Temporal presence variation in computer games
Abstract
Increasingly, the sophistication of modern computer-gaming systems is becoming comparable to that of immersive, virtual-reality (VR) environments, and the popular VR research topic of ""presence"" is currently being explored in the context of computer games. The explosion in popularity of networked gameplay and the movement of computing infrastructure onto the internet and the cloud, mean that technical anomalies such as network latency and dropouts may increasingly disrupt players' experience of presence. This thesis investigates how participants react to "Breaks in Presence" (BIPs) in terms of their impact on participants' levels of presence and time needed for participants to recover from BIPs with a networked, first-person-shooter (FPS) game. Four distinct BIP types, which were selected because of their practical significance and because of their relevance to an established model for presence, are tested.
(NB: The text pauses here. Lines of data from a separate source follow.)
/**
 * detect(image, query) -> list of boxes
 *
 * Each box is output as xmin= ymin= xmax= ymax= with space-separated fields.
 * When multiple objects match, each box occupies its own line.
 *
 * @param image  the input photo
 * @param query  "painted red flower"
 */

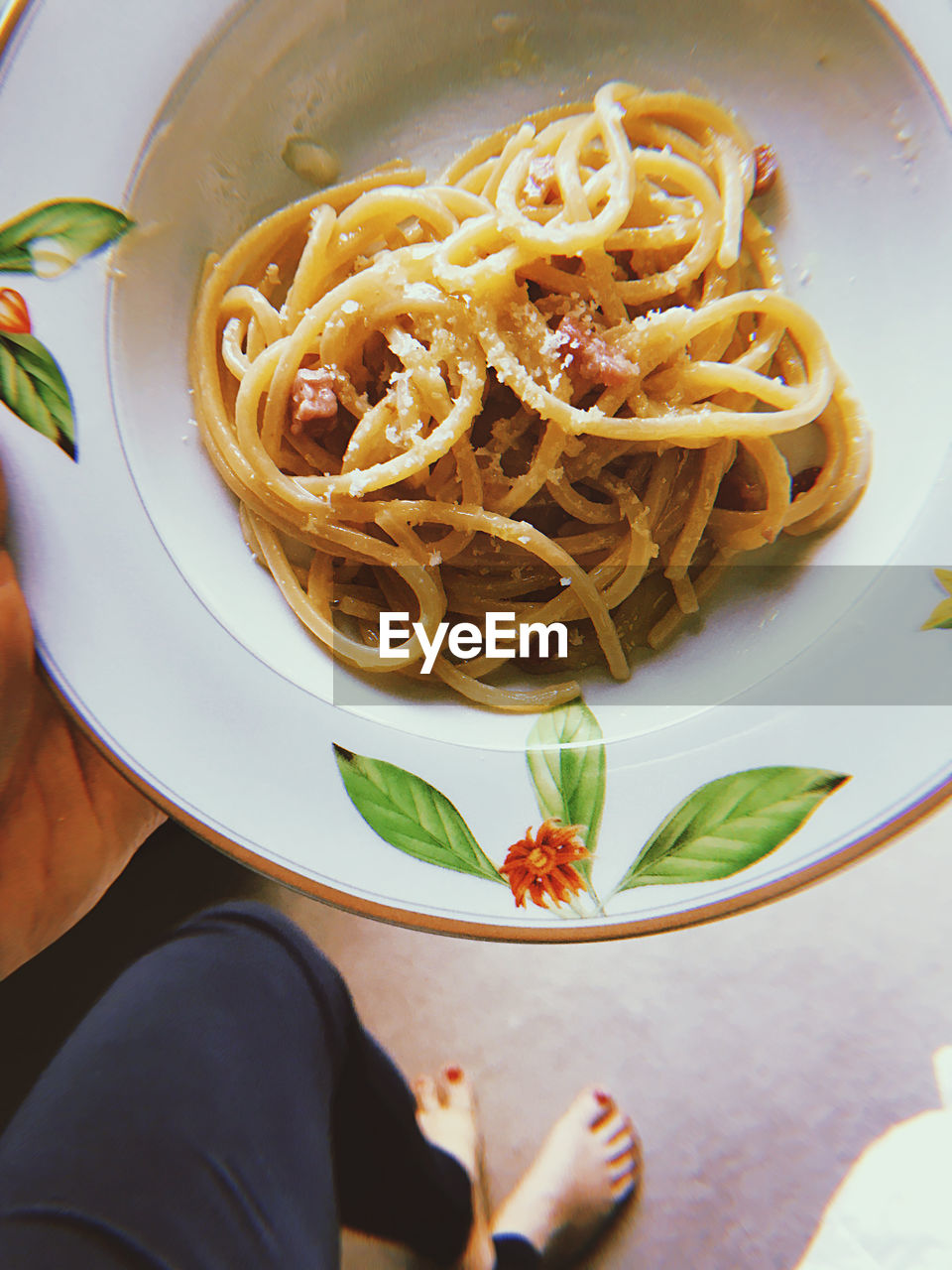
xmin=499 ymin=821 xmax=589 ymax=908
xmin=0 ymin=287 xmax=31 ymax=335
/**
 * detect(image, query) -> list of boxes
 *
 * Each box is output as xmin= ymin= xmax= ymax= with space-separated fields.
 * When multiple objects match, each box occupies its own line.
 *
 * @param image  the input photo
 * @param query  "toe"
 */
xmin=570 ymin=1085 xmax=615 ymax=1129
xmin=414 ymin=1076 xmax=439 ymax=1111
xmin=439 ymin=1063 xmax=475 ymax=1111
xmin=591 ymin=1111 xmax=629 ymax=1148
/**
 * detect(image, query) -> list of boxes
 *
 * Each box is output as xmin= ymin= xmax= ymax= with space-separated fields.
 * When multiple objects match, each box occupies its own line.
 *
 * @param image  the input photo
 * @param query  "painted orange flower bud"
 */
xmin=0 ymin=287 xmax=31 ymax=335
xmin=499 ymin=821 xmax=589 ymax=908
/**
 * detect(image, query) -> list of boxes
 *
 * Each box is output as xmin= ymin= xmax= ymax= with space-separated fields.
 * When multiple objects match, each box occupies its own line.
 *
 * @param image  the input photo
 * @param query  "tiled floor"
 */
xmin=0 ymin=808 xmax=952 ymax=1270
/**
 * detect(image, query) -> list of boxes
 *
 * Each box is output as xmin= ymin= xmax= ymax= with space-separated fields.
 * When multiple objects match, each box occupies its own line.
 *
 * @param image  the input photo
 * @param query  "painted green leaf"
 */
xmin=0 ymin=331 xmax=76 ymax=458
xmin=0 ymin=198 xmax=132 ymax=277
xmin=334 ymin=745 xmax=505 ymax=883
xmin=616 ymin=767 xmax=849 ymax=894
xmin=526 ymin=699 xmax=606 ymax=889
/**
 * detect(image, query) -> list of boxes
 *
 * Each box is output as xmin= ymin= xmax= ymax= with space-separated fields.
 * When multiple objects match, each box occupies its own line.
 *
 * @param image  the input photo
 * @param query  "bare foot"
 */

Analyses are then conducted on the effects of two contrasting game modes (a low-involvement 'navigation game' and a high-involvement 'combat game') as well as two game displays (an immersive VR theatre and a non-immersive PC monitor) on the perceptions of these BIPs. As part of the experimental procedure, a new video-cued-recall slider technique is introduced. This study shows that presence variations range continuously in their impact and in their recovery times (rather than being binary-state transitions) and participants experience different levels of impact and recovery from different BIPs. The findings show that perceptions of impact and recovery time behave differently and that, intriguingly, recovery time appears to be much more independent of game content and apparatus than impact is. There is evidence of strong carry-over effects in participants' recollections of the impact of BIPs from one game experience to the next. Results from the slider technique appear to show a good qualitative agreement with results from a post-experiment questionnaire.